Northern Prince George’s County residents and developers could see a new park and pond to use as recreation and a catch-all for water runoff from nearby developments by 2014, if a University Park-initiated pond project is approved and funded.
The project, called “9 Ponds” after a pond that used to be in the area, encompasses a wooded 9.5-acre tract in Hyattsville and University Park bordering the Prince George’s Community Center and the University Town Center plaza on Adelphi Road.
University Park residents say that after years of battling developers of University Town Center, The Mall at Prince George’s and other commercial properties in regard to land use and storm water management, they’ve proposed a solution. The park and pond would capture runoff from the properties and effectively drain it into the Anacostia River’s northeast branch, creating an open space for residents and a way to reduce overflow from nearby streams, which flood during heavy rainfall.
“Ecologically, this is a win-win situation for everybody,” said Tom Stickles, a University Park resident who heads the town’s 9 Ponds steering committee. “Only thing we’re concerned about is preserving our stream. After two years of this debate, developers have come to [the] conclusion that peace among shareholders is a whole lot better.”
Stickles said University Park’s 9 Ponds committee, which includes developers of the nearby properties, town leaders and Prince George’s Department of Public Works, has funded and completed engineering, traffic and land-use studies for the project. Stickles said it is only a matter of the county giving a final stamp of approval to develop a detailed site plan for the planning board and to seek federal and state grant funding sources for the $500,000 pond.

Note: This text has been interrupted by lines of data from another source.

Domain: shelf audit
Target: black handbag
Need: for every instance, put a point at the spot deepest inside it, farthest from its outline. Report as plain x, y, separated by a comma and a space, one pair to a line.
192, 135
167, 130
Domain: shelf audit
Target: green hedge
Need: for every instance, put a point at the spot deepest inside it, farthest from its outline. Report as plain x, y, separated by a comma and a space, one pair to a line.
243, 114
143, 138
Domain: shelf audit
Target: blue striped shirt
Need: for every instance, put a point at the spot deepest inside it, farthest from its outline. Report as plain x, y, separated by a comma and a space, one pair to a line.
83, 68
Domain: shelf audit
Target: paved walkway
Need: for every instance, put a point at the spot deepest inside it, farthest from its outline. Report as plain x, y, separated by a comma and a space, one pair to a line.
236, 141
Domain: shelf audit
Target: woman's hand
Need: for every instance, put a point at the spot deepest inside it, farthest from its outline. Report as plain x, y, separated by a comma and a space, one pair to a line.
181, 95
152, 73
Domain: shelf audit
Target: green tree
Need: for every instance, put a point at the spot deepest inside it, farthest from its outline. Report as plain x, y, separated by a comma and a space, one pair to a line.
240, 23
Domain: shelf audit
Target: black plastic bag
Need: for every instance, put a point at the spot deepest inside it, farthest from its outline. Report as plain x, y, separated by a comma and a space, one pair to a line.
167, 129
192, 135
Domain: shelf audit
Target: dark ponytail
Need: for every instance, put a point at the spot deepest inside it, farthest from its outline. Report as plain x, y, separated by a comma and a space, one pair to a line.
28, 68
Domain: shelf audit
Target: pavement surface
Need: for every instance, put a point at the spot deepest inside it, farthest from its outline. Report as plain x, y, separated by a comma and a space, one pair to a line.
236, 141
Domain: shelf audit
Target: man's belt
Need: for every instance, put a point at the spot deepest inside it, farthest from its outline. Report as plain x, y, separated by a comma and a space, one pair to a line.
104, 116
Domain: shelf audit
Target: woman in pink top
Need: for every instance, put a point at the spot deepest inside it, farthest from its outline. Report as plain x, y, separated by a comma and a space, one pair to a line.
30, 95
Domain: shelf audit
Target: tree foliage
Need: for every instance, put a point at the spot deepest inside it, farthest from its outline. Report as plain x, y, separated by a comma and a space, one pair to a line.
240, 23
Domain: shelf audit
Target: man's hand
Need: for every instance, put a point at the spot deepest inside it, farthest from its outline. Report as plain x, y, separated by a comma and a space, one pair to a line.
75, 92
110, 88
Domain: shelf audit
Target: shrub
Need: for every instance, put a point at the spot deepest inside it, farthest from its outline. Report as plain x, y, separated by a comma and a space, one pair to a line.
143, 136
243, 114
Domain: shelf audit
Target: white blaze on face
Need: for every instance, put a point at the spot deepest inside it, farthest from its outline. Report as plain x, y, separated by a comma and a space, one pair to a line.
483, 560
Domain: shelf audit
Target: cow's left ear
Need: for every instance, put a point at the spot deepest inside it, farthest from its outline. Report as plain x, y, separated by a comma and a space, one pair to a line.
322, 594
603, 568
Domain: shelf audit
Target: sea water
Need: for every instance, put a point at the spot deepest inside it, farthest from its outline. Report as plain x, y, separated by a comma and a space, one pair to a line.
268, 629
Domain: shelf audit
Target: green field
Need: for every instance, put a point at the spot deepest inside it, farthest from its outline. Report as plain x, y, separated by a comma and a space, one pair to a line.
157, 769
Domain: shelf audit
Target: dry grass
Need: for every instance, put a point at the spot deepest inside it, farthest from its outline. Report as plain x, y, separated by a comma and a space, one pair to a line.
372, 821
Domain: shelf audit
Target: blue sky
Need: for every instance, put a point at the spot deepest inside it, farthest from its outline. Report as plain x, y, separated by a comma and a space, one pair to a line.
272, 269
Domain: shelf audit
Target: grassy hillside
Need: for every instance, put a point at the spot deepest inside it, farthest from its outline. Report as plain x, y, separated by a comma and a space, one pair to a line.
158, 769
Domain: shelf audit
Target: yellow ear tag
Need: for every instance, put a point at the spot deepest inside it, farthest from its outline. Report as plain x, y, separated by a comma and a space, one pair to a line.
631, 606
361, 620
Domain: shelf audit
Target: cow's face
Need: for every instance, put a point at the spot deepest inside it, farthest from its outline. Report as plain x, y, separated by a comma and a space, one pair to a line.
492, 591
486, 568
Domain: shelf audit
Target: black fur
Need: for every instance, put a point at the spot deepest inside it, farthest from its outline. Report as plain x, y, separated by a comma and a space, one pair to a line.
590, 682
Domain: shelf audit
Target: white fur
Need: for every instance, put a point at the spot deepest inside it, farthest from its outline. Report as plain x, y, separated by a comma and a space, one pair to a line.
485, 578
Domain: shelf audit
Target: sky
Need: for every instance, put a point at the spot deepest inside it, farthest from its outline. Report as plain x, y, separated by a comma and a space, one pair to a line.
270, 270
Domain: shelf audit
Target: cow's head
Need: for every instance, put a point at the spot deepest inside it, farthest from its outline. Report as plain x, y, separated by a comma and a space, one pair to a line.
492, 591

Apart from digging ditches to divert water runoff from developed parking lots and buildings into the pond, Stickles and University Park residents say the pond project would mitigate overflow into Wells Run, the stream that runs from University Park through Hyattsville and into the Anacostia.
William Hockberger, a University Park resident of 39 years, said whenever there is heavy rainfall, Wells Run is flooded because of erosion and vegetation that has grown into the stream, causing a backup of water flowing onto neighbors’ yards and basements.
“This shouldn’t happen. This is purely a result of inattention,” he said. “The trees are really impeding the flow of water and causing a lot of turbulence.”
Hockberger said he is happy to know about the project, which offers a large pool of water that the stream can flow into without being backed up.
“We’re working on the 9 Ponds agreement that would control the volumes of water and allow us to moderate the volumes of water, which should reduce the flooding in that area,” said Len Carey, a University Park Ward 4 councilman. “We’re maintaining our reserve for work on the stream. It takes time to make these things happen.”
Stickles said the committee hopes to bring a site plan to the county’s planning board by October, estimating a completed project by early 2014.
Stickles said that the capacity of Wells Run is 18,000 gallons a minute but that it acquires 24,000 gallons a minute during heavy rains. With 9 Ponds, the flow would be reduced to about 14,000 gallons per minute, he said.
The 9 Ponds plan calls for 4.5 acres of water and the rest to be open space for recreation. Developers have been supportive, he said, because the project would allow them to direct their development runoff to the pond rather than building underground water storage units for future developed parcels.
Stickles said it is unique to have residents, county officials and developers working together on a common project.
“Community organizers, environmentalists, developers and county government have decided that the best way forward is to cooperate,” he said.